The emotional charge of seeing their top scorer felled by a forearmed shot behind the action from their opponent’s star defenseman seemed to catapult the already surging Kraken to an entirely different level of play.
Jared McCann lying on the Climate Pledge Arena ice for several minutes Monday night after a shove and head slam off the glass by Norris Trophy winner Cale Makar provoked an aggressive anger rarely seen in the Kraken as they nearly ran the visiting Colorado Avalanche out of the rink. But as they have throughout the series, the Avalanche fought back to force overtime — where Jordan Eberle notched the 3-2 winner for the Kraken in sudden death to even the series and send the crowd into a frenzy the likes of which were not previously seen at any prior home games.
With the Kraken on an early overtime power play, Eberle slid a pass to Schwartz, whose goal mouth attempt was blocked. But the puck came back to Eberle, who wristed it behind Alexandar Georgiev at the three-minute mark of sudden death.
Elated Kraken players poured on to the ice for an emotional, signature franchise moment that evens the series 2-2 with Game 5 back in Colorado on Wednesday night.
Schwartz appeared to put the Kraken ahead with nine minutes to go in regulation, with the puck clearly crossing the line off a goal mouth scramble. But after video review, it was ruled the whistle had gone before the puck crossed the line.
His team would amass a franchise record 51 hits and outshoot the visitors 39-21 in regulation.
Schwartz then got in alone early in overtime, but was tripped from behind by Josh Manson as he got the shot off — leading to the decisive power play.
The Kraken appeared in firm command of this one early on, leading by two on a pair of first period goals by Will Borgen and then a power play strike by Daniel Sprong after Makar was assessed a minor penalty for interference on his McCann hit. McCann didn’t return to action after being helped off the ice and Makar — who was initially assessed a five minute major penalty quickly downgraded with no explanation by on-ice officials — was roundly booed by the crowd of 17,151 whenever he touched the puck the rest of the game.
But the Avalanche aren’t defending Stanley Cup champions for nothing and finally made a game of it with two Mikko Rantanen goals the final six minutes of the second period. The first came off an odd-man rush in which a puck slid by Kraken forward Alex Wennberg right on to Rantanen’s stick for a one-timed blast behind Philipp Grubauer.
Then, a late penalty call on the Kraken was followed by a ferocious Avalanche push that led to Colorado’s first power play goal of the series with just 50 seconds to go in the middle frame.
All of a sudden, despite the Kraken holding a 30-14 edge in shots, the game was tied 2-2 heading to intermission and the home side’s ability to get back in this series was looking seriously compromised.
For the fourth straight game, the Kraken had come out flying and took an early lead as Borgen fired a slap shot behind Georgiev just under four minutes into the contest.

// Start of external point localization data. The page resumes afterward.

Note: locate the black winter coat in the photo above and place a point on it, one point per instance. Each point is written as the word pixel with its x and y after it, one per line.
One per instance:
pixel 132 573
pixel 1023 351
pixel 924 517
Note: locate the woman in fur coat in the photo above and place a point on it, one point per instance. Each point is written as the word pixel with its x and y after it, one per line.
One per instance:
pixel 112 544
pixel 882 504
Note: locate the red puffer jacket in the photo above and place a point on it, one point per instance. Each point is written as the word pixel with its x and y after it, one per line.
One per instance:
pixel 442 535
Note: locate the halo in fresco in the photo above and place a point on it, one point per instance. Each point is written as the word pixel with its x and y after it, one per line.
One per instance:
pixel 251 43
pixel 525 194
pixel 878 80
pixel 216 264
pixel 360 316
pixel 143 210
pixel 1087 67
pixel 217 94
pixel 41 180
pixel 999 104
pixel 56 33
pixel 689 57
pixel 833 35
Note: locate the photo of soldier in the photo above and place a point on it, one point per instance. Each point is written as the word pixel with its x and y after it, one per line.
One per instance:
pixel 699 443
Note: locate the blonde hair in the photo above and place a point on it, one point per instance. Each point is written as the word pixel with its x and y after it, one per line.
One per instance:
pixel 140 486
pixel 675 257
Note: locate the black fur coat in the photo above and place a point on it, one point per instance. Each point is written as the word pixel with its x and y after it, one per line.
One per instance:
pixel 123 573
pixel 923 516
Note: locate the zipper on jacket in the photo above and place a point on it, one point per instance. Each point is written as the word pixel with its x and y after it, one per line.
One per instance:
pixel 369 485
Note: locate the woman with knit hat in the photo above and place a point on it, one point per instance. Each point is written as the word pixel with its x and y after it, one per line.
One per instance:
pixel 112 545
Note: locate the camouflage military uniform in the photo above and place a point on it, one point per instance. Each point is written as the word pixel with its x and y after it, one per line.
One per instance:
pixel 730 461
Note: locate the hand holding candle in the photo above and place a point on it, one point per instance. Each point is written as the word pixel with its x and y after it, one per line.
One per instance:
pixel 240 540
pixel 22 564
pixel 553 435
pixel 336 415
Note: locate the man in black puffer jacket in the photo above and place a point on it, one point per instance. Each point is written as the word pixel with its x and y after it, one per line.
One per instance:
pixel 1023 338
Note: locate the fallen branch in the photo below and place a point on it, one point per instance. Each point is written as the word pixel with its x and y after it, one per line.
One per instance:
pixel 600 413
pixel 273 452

They’d heeded the call of Yanni Gourde and were taking a physical game to the Avalanche early on, outshooting them 11-2 before the game was even seven minutes old.
But that fiery play was nothing compared to what would transpire after McCann was sent in alone and stopped on a breakaway by Georgiev. As McCann skated away to the corner with the puck up ice, Makar, who was right beside him, gave him a forearm shove to his upper body that sent McCann into the glass — with his head the first point of contact — and crumpling to the ice.
The crowd erupted in anger. No penalty was initially called as McCann lay on the ice in a heap. Finally, after converging and a discussion with off-ice officials monitoring the game, a five-minute major was assessed.
Then, seconds later, after that call was downgraded, the crowd’s anger intensified with abuse hurled downward toward the officials. The Kraken, seemingly just as upset, took their anger out on the Avalanche, hitting them at every turn and engaging in skirmishes with each stoppage in play.
Sprong’s pinpoint wrist shot goal — the second Kraken power play marker this series — that picked the top corner for a 2-0 lead only seemed to further fuel the Kraken’s anger. They ran the Colorado players over and over again as the crowd roared and the Avalanche looked like a team just trying to escape the period alive.
That they did, down just two. And though the Kraken maintained the second period pressure — outshooting the Avs 12-6 — Colorado managed to ratchet the intensity down just a notch overall. That would pay off big, as it had in Games 2 and 3 when they overcame an early Kraken lead for the third straight contest to set up a tie heading into the final frame.